Ero riuscita a evocare un globo luminoso per illuminare l'ambiente buio in cui ero appena entrata e quello che vidi mi sbalordì. Nello spazio ampio erano distribuite numerose colonne decorate da dettagliati bassorilievi dai toni floreali. Queste andavano a sostenere imponenti arcate a tutto sesto. La volta in pietra era affrescata magistralmente con scene di svariato tipo: vedevo battaglie, matrimoni, banchetti... sarei stata curiosa di scoprire la storia che ognuno di essi celava.

Titubante mossi un passo sulla passerella metallica che mi permetteva di passare sopra all'acqua dolce e di muovermi da una parte all'altra dell'ambiente. Purtroppo, come aveva affermato Irvin, l'acqua creava umidità e il suo rumore trasmetteva uno stato d'ansia, come se non ne fossi permeata già in abbondanza.

Sentendo solidità sotto i miei piedi, attraversai l'intera cisterna, giungendo alla parete opposta a quella da cui ero entrata. Da lì si aprivano diversi tunnel, così tirai fuori la cartina dalla sacca e cercai di capire quale scegliere. Ognuno di essi portava a una stanza ben precisa della Domus, solo uno era contrassegnato con un "ATTENZIONE! ZONA VIETATA". Non era difficile dedurre che solo quella poteva essere la direzione giusta. Mordendomi crudelmente il labbro inferiore, presi coraggio e mi addentrai in uno stretto cunicolo, buio e inquietante.

Fin dai primi passi sentii montarmi la nausea, a causa dell'orribile olezzo che invadeva quel tunnel. Era un sentore misto di putrefazione e stantio, e cercai in tutti i modi di non soffermarmi con lo sguardo sulle pareti, temendo di trovare oscenità di qualsiasi tipo.
Tappandomi la bocca e il naso, procedetti, accelerando il passo per allontanarmi il prima possibile da quel tanfo.

Potete immaginare la mia sorpresa quando, poco dopo, sbucai in un'ampia grotta, colma di oggetti di grande ricchezza.

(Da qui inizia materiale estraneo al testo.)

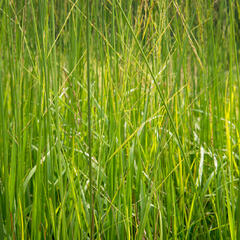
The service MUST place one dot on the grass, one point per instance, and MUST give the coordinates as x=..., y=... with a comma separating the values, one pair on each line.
x=119, y=119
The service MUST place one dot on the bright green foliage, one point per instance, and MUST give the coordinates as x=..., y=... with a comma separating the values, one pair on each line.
x=119, y=119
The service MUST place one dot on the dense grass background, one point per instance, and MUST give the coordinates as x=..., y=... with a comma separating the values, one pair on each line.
x=163, y=157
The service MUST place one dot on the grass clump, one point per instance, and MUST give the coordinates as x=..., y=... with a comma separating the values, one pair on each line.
x=119, y=119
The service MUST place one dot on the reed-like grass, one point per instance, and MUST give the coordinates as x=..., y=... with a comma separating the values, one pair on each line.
x=119, y=119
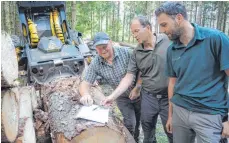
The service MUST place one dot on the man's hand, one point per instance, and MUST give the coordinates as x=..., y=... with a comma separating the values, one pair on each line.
x=169, y=126
x=135, y=93
x=225, y=132
x=107, y=101
x=86, y=100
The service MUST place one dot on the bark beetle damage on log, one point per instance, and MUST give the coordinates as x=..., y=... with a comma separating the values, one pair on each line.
x=9, y=64
x=62, y=102
x=10, y=114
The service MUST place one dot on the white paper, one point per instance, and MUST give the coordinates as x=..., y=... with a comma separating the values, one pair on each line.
x=94, y=113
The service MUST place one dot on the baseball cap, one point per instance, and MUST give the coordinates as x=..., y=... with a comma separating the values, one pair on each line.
x=100, y=38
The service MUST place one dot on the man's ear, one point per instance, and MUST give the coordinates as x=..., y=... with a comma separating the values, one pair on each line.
x=179, y=18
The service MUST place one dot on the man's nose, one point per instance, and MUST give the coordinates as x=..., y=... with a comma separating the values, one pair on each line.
x=162, y=30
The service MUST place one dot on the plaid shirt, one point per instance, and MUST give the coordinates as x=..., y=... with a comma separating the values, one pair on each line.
x=112, y=74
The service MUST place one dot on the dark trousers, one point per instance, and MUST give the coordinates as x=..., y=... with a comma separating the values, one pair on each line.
x=130, y=110
x=153, y=105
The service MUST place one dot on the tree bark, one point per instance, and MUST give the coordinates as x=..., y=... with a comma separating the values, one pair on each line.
x=9, y=64
x=3, y=16
x=10, y=114
x=117, y=21
x=7, y=16
x=123, y=27
x=26, y=132
x=63, y=105
x=220, y=15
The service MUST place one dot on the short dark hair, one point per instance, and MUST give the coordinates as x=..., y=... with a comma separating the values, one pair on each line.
x=172, y=9
x=143, y=21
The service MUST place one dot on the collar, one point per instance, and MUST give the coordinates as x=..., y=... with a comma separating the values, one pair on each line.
x=102, y=60
x=198, y=35
x=159, y=38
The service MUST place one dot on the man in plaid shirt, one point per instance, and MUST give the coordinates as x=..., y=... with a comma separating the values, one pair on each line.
x=111, y=64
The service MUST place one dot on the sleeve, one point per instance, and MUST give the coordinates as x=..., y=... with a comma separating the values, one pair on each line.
x=90, y=73
x=168, y=65
x=132, y=66
x=222, y=48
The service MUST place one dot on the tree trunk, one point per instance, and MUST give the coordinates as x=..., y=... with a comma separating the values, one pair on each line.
x=9, y=64
x=91, y=22
x=225, y=21
x=26, y=132
x=7, y=16
x=113, y=22
x=17, y=22
x=11, y=18
x=10, y=114
x=123, y=27
x=63, y=105
x=107, y=19
x=220, y=15
x=3, y=20
x=117, y=22
x=73, y=23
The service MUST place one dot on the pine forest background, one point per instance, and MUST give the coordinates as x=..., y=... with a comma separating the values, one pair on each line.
x=114, y=17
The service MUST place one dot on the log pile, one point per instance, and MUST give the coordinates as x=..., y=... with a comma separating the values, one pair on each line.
x=62, y=104
x=28, y=114
x=17, y=115
x=9, y=65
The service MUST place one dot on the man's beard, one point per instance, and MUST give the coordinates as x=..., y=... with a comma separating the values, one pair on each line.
x=175, y=34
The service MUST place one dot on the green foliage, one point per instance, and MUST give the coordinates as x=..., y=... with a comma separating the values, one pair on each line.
x=107, y=16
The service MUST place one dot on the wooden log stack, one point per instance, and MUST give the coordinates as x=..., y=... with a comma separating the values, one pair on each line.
x=17, y=113
x=63, y=104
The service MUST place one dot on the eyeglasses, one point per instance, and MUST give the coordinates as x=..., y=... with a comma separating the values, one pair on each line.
x=101, y=47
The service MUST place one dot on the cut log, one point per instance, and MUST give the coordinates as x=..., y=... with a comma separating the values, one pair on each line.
x=9, y=64
x=26, y=133
x=63, y=105
x=10, y=114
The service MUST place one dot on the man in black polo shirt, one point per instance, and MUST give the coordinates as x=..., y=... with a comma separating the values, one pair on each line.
x=197, y=66
x=149, y=59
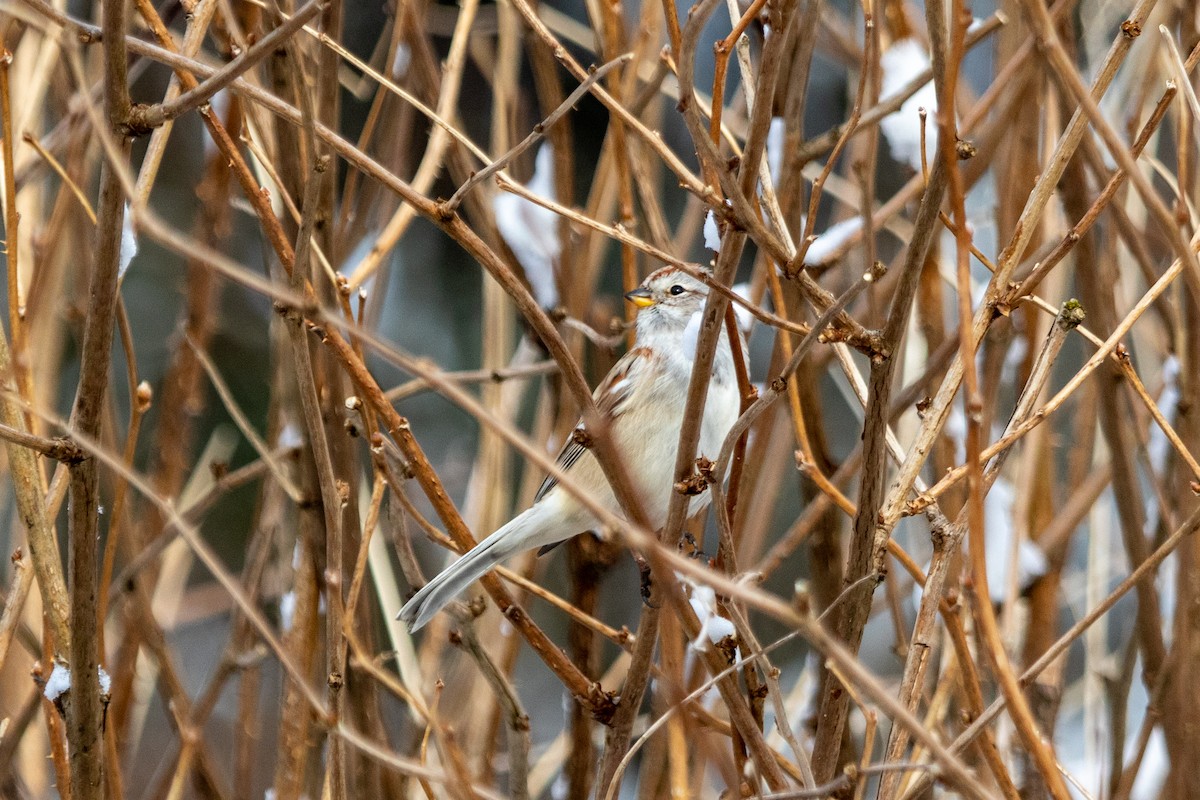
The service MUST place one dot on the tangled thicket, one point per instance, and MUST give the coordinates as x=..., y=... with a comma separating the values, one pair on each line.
x=304, y=296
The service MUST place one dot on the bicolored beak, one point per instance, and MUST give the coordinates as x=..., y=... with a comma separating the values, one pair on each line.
x=640, y=298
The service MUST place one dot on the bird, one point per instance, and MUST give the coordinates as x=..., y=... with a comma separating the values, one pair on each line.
x=643, y=398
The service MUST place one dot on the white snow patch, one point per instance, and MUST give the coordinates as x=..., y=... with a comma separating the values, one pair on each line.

Monete, gioielli, corone, pietre preziose...

La grotta ne era piena. Ovunque c'era oro. In mezzo a una montagna di monete e lingotti, scorsi un'arpa gigantesca e subito dietro ad essa un baule dal quale traboccavano perle, rubini, zaffiri e ogni pietra preziosa esistente nei Sette Mondi.

Non avevo mai visto così tanta ricchezza radunata in un solo luogo e ne rimasi estasiata, rapita da quello splendore. Non avevo bisogno di uno specchio per capire che i miei occhi luccicavano, così incantati da quella visione.

In quel mucchio splendente scorsi all'improvviso una cosa particolare: una pietra simile a un diamante, di un particolare colore ceruleo. Era un diamante dell'est, cristalli che venivano dal mio mondo, ma che ormai erano divenuti talmente rari che nessuno in tutta la Città ne possedeva uno. Gli esemplari rimasti erano conservati ed esposti nei musei, con grande dispiacere di mio padre. Tra i suoi vari impegni, Malcom Forrest coltivava la passione del collezionismo di gemme e pietre preziose e per questo il diamante dell'est aveva sempre rappresentato il suo sogno proibito. Impossibile dimenticare i minuti interminabili che passava ad ammirare i minerali del museo, con gli occhi brillanti di desiderio. In quel momento io avevo l'occasione di procurarglielo, magari come simbolo dell'inizio di un nuovo rapporto tra noi due, privo di quelle bugie che avevano caratterizzato la nostra vita negli ultimi otto anni.